Voiles et Voiliers : Qu’est-ce que qu’apporte concrètement cette confiance sur un Figaro 3 ?

Chloé Le Bars : On se pose moins de questions, on est sûr d’être bien réglé.

Quand je réfléchis à un choix stratégique, c’est plus simple qu’avant.

C’est lié à l’expérience et aux courses que j’ai faites.

Plus tu fais de courses, plus tu vois de situations et certains schémas se répètent.

Je sais comment mon corps réagit à la fatigue, je gère mieux mes moments de sommeil.

Sur les réglages, je me pose moins de questions.

J’anticipe davantage les manœuvres, ce qui économise de l’énergie et permet de réfléchir plus à la stratégie.

Sur la dernière Solitaire, j’ai pris plus de risques.

Voiles et Voiliers : Y a-t-il des phases de course que tu as appris à aimer ?

Chloé Le Bars : Au début j’étais en difficulté en stratégie. Maintenant, c’est ce qui me plaît le plus.

Lancer des routages, réfléchir à ce qui peut se passer, trouver la meilleure solution, c’est un peu comme aux échecs.

Sur la dernière Solitaire, j’ai pris plus de risques : certaines options ont très bien marché, d’autres moins…

Il me reste du cadrage à faire, mais la stratégie au large me plaît énormément.
Dans le vent léger ou médium, on a plus le temps de réfléchir que dans les grosses conditions.

Mais maintenant, j’aime aussi les surfs au portant, de jour comme de nuit.

Je me plais dans toutes les conditions et je suis heureuse d’être sur l’eau tout le temps.

Sur ce que je dois encore travailler, il y’a notamment la gestion du sommeil.

Comment garder le bateau rapide en permanence et doser les choix stratégiques.

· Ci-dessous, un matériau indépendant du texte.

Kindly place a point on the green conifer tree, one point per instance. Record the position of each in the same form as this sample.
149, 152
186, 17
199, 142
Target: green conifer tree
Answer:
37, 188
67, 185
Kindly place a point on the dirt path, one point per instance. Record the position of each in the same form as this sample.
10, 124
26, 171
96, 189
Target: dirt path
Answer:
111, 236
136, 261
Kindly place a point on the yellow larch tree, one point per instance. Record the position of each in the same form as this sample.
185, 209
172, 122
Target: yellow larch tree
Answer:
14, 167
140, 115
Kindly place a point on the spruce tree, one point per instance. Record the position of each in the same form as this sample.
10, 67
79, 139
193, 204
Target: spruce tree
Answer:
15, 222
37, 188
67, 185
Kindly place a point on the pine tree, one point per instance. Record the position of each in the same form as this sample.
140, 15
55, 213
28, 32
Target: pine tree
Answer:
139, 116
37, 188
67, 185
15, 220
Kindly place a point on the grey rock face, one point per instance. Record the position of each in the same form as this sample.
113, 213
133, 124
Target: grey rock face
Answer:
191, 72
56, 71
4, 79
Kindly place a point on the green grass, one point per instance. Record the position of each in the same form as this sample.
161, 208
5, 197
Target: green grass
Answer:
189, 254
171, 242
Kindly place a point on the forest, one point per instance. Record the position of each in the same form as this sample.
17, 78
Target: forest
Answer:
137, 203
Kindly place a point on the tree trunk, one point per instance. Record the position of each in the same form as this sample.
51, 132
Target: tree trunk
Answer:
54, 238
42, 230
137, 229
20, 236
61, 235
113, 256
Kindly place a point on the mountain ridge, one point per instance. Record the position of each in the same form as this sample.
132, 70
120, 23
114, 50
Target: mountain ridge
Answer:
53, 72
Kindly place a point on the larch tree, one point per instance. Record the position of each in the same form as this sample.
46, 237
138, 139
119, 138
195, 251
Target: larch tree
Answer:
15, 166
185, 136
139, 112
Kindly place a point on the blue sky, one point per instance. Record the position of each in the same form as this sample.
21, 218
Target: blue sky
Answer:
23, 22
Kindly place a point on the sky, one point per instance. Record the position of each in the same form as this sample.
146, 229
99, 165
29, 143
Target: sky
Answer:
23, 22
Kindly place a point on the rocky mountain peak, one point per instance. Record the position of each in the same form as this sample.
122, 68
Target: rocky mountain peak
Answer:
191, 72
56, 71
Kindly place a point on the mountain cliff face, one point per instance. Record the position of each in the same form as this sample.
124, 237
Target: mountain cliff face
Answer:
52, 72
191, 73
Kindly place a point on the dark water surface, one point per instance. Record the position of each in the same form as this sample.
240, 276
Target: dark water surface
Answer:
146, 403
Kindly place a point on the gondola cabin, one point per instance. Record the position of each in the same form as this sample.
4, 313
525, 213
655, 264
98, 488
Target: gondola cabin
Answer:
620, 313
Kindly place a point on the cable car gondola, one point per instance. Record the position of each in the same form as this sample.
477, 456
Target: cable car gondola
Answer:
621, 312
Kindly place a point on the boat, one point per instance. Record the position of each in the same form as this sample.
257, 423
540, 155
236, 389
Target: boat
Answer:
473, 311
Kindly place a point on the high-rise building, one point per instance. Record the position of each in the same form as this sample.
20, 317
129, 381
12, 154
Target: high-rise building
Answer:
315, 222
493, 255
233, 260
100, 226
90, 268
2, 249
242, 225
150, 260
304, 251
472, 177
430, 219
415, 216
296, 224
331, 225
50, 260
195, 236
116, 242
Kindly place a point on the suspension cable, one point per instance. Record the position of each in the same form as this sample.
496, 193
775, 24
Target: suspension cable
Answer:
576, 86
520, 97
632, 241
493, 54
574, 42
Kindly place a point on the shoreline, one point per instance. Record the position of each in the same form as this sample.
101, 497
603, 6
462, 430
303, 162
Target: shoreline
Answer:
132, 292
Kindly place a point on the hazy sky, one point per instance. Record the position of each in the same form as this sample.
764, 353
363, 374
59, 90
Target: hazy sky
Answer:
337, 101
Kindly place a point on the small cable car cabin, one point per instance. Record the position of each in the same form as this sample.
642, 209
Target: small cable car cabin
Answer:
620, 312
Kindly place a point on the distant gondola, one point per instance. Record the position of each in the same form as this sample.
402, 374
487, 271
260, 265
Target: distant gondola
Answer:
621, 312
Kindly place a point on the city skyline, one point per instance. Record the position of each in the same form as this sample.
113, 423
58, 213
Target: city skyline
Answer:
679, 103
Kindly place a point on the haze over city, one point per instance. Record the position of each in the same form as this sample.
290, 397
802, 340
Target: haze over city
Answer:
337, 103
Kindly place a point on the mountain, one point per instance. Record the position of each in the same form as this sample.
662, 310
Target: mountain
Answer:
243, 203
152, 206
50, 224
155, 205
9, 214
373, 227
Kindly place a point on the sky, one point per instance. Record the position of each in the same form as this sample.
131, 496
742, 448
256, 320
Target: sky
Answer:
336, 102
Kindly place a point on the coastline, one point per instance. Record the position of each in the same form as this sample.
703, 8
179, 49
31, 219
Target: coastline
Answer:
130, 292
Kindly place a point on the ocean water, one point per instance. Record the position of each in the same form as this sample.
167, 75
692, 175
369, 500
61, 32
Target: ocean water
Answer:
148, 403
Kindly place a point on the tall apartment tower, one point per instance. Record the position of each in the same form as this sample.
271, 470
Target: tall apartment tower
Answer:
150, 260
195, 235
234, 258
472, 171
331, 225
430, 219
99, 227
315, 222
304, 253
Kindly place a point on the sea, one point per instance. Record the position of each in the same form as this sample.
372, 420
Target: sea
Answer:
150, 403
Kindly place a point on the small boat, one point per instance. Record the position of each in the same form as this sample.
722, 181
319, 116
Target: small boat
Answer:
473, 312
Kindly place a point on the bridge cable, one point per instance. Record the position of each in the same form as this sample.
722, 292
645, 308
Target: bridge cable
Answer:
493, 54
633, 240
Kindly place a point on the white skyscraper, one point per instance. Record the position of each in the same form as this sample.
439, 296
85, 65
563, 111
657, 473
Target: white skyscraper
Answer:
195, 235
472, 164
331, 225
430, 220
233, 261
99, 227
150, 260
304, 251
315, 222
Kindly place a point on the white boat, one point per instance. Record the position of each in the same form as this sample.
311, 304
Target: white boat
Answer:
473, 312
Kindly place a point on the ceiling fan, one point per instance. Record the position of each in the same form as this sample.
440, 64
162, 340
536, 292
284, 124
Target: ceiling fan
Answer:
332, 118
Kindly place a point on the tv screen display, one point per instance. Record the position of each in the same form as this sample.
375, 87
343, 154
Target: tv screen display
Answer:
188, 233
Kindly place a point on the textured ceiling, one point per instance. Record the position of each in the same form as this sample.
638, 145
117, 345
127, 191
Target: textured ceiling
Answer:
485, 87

LIRE AUSSI : INTERVIEW. Charlotte Yven : « Après la saison Figaro, on se retrouve vite face au grand vide ! »

Voiles et Voiliers : Tu sortais de deux saisons où la pression venait surtout de toi.

Maintenant, tu vas avoir une autre pression, des attentes, un agenda. Ça te fait peur ?

Chloé Le Bars : Pendant deux ans, la seule pression était la mienne.

Mes partenaires me poussaient moins au résultat car ils connaissaient les moyens de mon projet.

Ça m’a permis de prendre le temps de progresser.

Maintenant, il y a une pression supplémentaire, mais ce n’est pas une pression négative.

C’est stimulant, motivant, c’est un défi en plus.

Voiles et Voiliers : Est-ce que ton passé en voile légère te sert encore aujourd’hui ?

Chloé Le Bars : Oui. J’ai commencé très jeune, j’ai fait 7 ans de Laser, une série olympique très concurrentielle.

En Figaro, on prend des routes éloignées mais le bateau reste monotype : il y a beaucoup de phases au contact.

Les placements, les croisements, les phases de départ me servent beaucoup.

Le toucher de barre aussi, car en Laser on barre tout le temps.

C’est important d’avoir eu ces sensations avant d’aller en course au large.

Voiles et Voiliers : Y avait-il un skipper ou une skippeuse qui te faisait rêver quand tu étais plus jeune ?

Chloé Le Bars : Depuis toute petite, je suis Sam Davies. Elle m’inspire beaucoup.

J’étais fan de son bateau Roxy. C’est une belle figure de la course au large.